ただ、タロンよりスピードは遅いし、落ち着いて飛ばせるだけの余裕があるから大丈夫。
滑走路がじわじわ近づいてくる。ふわりと機首を引き起こして、後輪から接地させた。月島さんに追突しないように、うまく減速させながら前輪も接地させると、ちょっとした安心感が湧いてきた。後は、みんなと速度を合わせて機体を止めるだけ。
「はぁ、無事帰ってこれた……」
槙田さんが疲れきった表情でぼやく。
「さやか、こっちは後ろから突っ込まれないか冷や冷やしてたんだぞ……」
同じように、月島さんも疲れきっている。元気なのは坂井さんだけだ。
「湊川さんて、三沢航空から来たんですよね? 確か、去年エアコンで準優勝した時のエースでしたっけ」
「あれ? 坂井さんにそれ言ったっけ……」
私の記憶の中だと、まだ誰にもそれは言ってなかったはず。エアコンやってたってことすら言ってない。
競技空中戦、通称エアコンは戦闘機を用いてその名の通り空戦技術を競い合うスポーツだ。最新鋭の兵装シミュレーターが搭載され、実際に飛行機を飛ばすコンバットフライトシミュレーターと言われることもある。

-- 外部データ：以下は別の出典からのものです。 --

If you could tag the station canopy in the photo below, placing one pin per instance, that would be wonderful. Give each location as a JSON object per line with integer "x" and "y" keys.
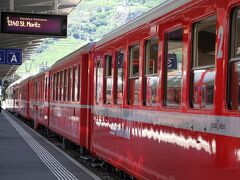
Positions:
{"x": 29, "y": 43}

「だって、天下の三沢航空のエースパイロットですよ、一目で分かっちゃいました!」
「あーあー、あんまり大きな声で言われると恥ずかしいってば……」
ほおが熱い。わたしの顔は真っ赤になっているはずだ。
「あ、すみません……」
坂井さんは、ちょっぴりしおれてしまった。槙田さん、「ゆかりん耳まで真っ赤だー」じゃないよ。
「あ、そんなに気にしなくてもいいよ」
割と、本気で落ち込んでしまっているからあわててフォローに回る。
「……はい、次から気をつけます」
無性に罪悪感にかられる。なんなんだろう、この……。
もやもやして、ただ苦笑いするしかなかった。